# [SOLVED] failed to set system clock

## jopeto

Hello,

I had a problem on my computer that when it was booting up, one of the messages showing was 

```
hwclock: Cannot access the Hardware Clock via any known method

hwclock: use the --debug option to see th details of out serch for an access method

* Failed to set system clock
```

and when i typed the command

```
date
```

The time which was displayed was not the correct one. So I followed the advice in this thread 

https://forums.gentoo.org/viewtopic-p-6864216.html?sid=04b2ec55eb0c998ebbb6e30db97586f8

and enabled

```
Device Drivers -> Character devices -> <*> Generic /dev/rtc emulation 

 <*> Extended ETC operation
```

The error at boot time disappeared, however the time shown was still not the accurate one. So I also enabled

```
Devide Drivers -> Real Time Clock -> PC-style 'CMOS'
```

as a module.

Now, the time shown using the "date" command after booting is the accurate one, however when I boot up I get the same error message that the system clock failed to be set. I find that very strange. Should I worry about this or just leave it as it is?

Thanks a lot.Last edited by jopeto on Fri Aug 03, 2012 9:07 am; edited 1 time in total

----------

## Hypnos

Try the following kernel options (assuming you are on a PC platforml):

Processor type and features -.> High Resolution Timer Support

Device drivers -> Real Time Clock -> Set system time from RTC on startup and resume

You shouldn't need emulation once HPET is enabled ...

----------

## jopeto

I tried enabling Device Drivers -> Character devices -> HPET, but when I ran make && make module_install I got

```

make: *** No rule to make target `module_install'.  Stop.
```

Is that an error or not?

----------

## gorkypl

modules_install

----------

## Hypnos

It's modules_install , with an s

----------

## jopeto

Stupid me... I'll try again.

----------

## eccerr0r

About these clock problems, I've seen some PC hardware that doesn't like the "PC CMOS RTC" option even...  Still for some reason the time gets set somehow...

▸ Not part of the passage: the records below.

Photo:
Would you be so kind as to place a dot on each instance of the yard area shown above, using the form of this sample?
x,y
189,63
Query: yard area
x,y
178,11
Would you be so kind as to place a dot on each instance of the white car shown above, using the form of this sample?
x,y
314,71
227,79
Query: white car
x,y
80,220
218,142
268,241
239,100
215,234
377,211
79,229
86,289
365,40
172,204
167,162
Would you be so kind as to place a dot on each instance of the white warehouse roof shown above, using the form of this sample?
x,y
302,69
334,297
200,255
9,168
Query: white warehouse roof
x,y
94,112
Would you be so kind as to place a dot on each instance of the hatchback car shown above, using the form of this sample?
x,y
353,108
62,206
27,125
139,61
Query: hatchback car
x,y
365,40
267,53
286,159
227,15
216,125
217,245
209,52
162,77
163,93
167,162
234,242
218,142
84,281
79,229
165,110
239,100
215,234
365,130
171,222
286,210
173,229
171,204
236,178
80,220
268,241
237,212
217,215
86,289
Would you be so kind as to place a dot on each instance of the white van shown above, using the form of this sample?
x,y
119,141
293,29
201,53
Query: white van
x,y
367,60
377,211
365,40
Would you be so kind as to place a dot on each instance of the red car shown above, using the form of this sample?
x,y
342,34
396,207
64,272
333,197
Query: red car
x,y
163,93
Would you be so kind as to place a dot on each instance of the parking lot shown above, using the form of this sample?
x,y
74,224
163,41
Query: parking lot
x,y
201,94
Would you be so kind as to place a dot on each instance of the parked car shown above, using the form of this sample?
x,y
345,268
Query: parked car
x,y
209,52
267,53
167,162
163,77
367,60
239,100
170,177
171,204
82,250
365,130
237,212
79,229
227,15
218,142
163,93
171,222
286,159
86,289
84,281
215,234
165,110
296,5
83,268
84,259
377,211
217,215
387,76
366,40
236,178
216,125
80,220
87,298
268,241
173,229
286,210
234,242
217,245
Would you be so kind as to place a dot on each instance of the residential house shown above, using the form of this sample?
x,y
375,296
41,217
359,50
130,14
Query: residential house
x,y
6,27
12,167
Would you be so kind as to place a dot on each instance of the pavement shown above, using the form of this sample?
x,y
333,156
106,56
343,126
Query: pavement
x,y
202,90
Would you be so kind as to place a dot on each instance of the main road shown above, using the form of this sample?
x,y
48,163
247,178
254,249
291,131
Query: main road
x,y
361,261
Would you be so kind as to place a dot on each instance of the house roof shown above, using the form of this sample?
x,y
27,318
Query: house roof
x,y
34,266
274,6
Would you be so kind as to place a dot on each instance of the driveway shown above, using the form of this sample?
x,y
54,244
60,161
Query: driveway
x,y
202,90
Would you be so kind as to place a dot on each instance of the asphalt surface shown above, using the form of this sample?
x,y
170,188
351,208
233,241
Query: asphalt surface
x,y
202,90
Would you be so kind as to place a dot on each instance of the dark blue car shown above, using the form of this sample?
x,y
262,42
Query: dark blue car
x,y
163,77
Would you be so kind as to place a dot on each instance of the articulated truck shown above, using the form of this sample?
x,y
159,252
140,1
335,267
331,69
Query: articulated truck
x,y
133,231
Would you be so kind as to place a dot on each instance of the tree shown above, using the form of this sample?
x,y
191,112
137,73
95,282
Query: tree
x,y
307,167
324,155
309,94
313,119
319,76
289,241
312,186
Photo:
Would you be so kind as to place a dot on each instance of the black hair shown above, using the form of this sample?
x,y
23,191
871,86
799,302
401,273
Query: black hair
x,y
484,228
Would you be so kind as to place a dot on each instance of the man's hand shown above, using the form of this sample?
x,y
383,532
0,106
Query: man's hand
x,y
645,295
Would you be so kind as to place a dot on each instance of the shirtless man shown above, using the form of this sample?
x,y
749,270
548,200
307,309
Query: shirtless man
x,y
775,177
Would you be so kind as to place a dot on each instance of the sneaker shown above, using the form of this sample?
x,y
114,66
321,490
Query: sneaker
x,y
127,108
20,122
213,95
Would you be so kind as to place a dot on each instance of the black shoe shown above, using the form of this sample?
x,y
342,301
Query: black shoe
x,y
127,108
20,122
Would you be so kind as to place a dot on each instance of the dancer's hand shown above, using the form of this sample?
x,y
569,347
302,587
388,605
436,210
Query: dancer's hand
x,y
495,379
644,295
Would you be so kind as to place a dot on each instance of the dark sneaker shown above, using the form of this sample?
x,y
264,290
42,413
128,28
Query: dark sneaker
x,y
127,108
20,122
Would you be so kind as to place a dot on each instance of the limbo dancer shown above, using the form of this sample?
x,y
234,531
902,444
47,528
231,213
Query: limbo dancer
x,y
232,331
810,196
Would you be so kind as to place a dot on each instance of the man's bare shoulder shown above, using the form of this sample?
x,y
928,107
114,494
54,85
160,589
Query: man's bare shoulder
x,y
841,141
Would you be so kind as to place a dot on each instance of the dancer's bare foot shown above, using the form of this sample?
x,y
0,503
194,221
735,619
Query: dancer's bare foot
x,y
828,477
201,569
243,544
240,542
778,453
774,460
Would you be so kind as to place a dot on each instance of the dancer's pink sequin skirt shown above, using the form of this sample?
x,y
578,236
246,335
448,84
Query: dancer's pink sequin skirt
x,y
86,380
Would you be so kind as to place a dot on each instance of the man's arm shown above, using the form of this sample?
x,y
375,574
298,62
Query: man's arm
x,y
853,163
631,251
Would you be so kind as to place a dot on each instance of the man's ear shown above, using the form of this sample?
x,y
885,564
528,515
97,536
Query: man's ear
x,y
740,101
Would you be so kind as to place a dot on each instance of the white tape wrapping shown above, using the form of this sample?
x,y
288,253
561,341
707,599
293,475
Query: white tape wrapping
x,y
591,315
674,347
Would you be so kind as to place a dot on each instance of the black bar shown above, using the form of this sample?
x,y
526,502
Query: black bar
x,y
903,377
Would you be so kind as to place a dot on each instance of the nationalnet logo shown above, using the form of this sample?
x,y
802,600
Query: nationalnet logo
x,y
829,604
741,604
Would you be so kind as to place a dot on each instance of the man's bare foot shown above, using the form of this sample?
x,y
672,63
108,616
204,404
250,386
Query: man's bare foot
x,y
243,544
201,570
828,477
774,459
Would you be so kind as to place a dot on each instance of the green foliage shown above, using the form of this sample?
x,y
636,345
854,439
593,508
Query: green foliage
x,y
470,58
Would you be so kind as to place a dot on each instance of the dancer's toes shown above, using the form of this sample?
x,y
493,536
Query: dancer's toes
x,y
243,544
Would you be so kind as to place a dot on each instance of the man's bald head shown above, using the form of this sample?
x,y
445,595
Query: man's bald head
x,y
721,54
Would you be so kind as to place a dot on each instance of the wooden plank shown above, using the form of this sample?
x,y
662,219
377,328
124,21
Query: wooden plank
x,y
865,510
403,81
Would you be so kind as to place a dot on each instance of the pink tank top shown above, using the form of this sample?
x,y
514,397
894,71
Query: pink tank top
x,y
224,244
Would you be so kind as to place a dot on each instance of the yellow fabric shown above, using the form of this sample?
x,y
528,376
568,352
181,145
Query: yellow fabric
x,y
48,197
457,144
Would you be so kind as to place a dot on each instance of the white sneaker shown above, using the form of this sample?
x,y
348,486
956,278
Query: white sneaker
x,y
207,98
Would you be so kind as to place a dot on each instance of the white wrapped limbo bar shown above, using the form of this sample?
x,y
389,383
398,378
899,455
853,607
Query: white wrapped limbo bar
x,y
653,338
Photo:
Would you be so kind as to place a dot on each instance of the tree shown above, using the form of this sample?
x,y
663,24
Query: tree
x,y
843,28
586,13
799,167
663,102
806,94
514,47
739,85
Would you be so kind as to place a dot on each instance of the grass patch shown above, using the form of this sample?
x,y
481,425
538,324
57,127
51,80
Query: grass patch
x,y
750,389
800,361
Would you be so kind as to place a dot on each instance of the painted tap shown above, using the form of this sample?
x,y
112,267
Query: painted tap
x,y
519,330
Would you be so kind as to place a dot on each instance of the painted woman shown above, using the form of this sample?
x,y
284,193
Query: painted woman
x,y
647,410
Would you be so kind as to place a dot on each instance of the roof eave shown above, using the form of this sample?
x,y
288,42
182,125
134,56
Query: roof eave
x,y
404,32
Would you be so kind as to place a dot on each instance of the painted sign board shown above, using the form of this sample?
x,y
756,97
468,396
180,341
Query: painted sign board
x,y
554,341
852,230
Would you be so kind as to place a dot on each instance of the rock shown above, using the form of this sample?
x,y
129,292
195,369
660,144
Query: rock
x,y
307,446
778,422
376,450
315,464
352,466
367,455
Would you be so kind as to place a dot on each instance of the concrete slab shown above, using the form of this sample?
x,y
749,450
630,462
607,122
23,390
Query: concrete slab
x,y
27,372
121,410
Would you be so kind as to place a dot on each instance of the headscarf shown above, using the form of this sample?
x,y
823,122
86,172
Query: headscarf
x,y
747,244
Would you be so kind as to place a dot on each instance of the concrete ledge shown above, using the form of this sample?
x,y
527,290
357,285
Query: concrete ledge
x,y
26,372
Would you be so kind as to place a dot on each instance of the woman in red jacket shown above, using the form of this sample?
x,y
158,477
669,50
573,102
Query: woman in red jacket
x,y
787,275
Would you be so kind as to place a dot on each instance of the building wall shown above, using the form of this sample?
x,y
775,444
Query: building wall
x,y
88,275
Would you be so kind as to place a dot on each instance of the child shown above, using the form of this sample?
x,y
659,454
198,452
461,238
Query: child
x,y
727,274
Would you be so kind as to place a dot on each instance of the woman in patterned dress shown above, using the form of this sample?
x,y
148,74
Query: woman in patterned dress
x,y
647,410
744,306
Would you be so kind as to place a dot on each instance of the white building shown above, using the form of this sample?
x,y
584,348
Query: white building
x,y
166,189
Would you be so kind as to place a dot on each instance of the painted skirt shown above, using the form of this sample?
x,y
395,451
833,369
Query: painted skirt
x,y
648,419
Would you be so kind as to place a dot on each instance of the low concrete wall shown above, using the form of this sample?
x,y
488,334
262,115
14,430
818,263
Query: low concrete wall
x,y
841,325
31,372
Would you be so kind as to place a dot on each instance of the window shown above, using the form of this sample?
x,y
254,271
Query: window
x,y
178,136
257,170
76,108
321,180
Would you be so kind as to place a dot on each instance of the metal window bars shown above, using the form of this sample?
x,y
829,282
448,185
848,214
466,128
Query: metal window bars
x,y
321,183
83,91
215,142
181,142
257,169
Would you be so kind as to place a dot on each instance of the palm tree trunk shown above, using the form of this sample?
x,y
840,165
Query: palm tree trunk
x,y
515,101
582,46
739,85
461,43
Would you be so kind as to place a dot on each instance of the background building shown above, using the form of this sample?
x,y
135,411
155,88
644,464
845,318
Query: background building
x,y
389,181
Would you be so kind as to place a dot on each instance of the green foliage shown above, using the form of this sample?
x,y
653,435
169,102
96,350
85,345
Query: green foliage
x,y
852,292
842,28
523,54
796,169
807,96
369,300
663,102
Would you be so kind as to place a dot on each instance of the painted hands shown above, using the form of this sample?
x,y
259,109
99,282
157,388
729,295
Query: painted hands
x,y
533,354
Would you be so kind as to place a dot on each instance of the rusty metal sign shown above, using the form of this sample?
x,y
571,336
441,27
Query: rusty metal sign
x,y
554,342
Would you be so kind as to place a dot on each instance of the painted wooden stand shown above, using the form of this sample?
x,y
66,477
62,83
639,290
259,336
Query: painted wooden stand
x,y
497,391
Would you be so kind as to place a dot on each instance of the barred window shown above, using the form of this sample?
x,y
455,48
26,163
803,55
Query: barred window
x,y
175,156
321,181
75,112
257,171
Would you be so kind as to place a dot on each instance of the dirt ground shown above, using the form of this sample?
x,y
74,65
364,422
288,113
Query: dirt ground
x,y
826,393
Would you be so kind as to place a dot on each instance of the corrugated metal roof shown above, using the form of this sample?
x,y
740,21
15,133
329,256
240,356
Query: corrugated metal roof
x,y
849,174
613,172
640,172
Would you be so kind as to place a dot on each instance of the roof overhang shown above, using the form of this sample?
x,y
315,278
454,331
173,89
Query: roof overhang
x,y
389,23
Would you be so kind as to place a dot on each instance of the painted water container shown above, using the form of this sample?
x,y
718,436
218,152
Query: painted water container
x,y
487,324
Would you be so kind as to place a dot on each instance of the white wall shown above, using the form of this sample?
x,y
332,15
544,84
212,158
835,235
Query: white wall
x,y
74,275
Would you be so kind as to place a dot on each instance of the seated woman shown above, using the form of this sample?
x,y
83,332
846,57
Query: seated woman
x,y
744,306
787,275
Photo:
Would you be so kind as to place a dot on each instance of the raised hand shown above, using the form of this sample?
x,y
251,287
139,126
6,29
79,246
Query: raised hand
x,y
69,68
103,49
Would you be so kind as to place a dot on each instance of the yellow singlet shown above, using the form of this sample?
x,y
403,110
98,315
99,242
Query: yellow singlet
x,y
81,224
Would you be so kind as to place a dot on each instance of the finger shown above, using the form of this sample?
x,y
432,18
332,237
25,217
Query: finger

Anyway, it would be nice when posting about clock problems, to also post what hardware you're using, especially if not PC-based.  Seems there are some somewhat nonstandard clock systems out there even on PCs.  One would hope they all are compatible with the original PC/AT CMOS real time clock but...that's yet another legacy device...

----------

## jopeto

Sorry for the late reply, but I was traveling with no access to internet.

So I enabled in the kernel Device Drivers -> Character devices -> HPET and now the error on boot up disappeared, however when I type the "date" command, I get the wrong time again... Strange, it looks like that I can either make the error disappear, or the date to be correct, but not the two at the same time...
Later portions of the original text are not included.